One of the reasons I have enjoyed evacuating the sefirot is that it so clearly allows me to see the common roots of Kabbalism and Sufism in a broadly Middle Eastern magico-mystical thinking that likely sinks its roots into prehistory (regionally and, if Gordon’s right, globally; speaking of dragons, yeah, we’re probably going to have a discussion about serpents in the near future, but that requires a detour through personal practice that I’m not quite sure how to get at for this format).
I am a little excited to see discussions undercutting notions of a language instinct a la Chomsky seeping out into semi-popular culture. In part, because if we ought to jettison the language instinct, we ought also to jettison ideas like the collective unconscious formulated by C. G. Jung. What makes one untenable makes the other untenable, too.
Back in my first year or so of graduate school, I attended a lecture on the importance of writing in mysticism. I wish I could remember the name of the woman, but it escapes me. I carried a copy of it around with me through a few moves, but there have been just one or two many sharp turns in my life since then; it fell off the proverbial truck.
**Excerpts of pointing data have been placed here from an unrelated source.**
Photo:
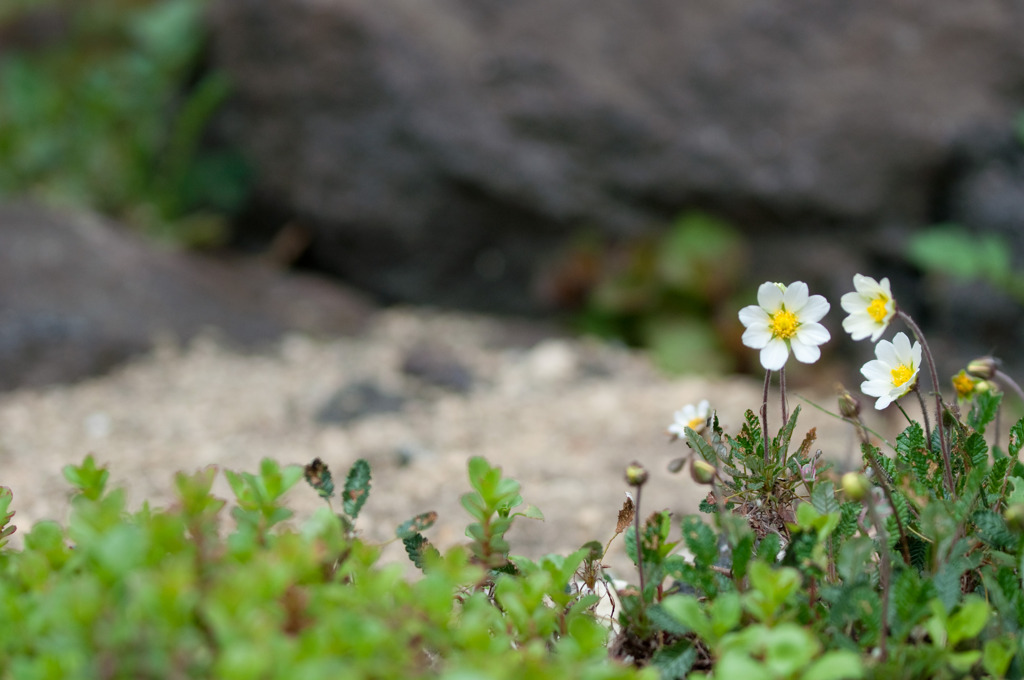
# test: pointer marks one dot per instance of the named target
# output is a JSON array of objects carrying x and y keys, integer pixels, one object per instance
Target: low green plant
[
  {"x": 173, "y": 593},
  {"x": 909, "y": 566},
  {"x": 909, "y": 569},
  {"x": 110, "y": 114}
]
It was the late 1990s and she had come of age reading Derrida and De Man, but beneath the veneer of deconstruction there was an astounding core: for a group convinced of the ineffability and transcendence of the divine, mystics were obsessed with writing about it. It’s almost compulsive. Rather than a via negativa that opens to a pleroma, what if it only ever opens to a threatening negativa, which it is the work of writing to obscure?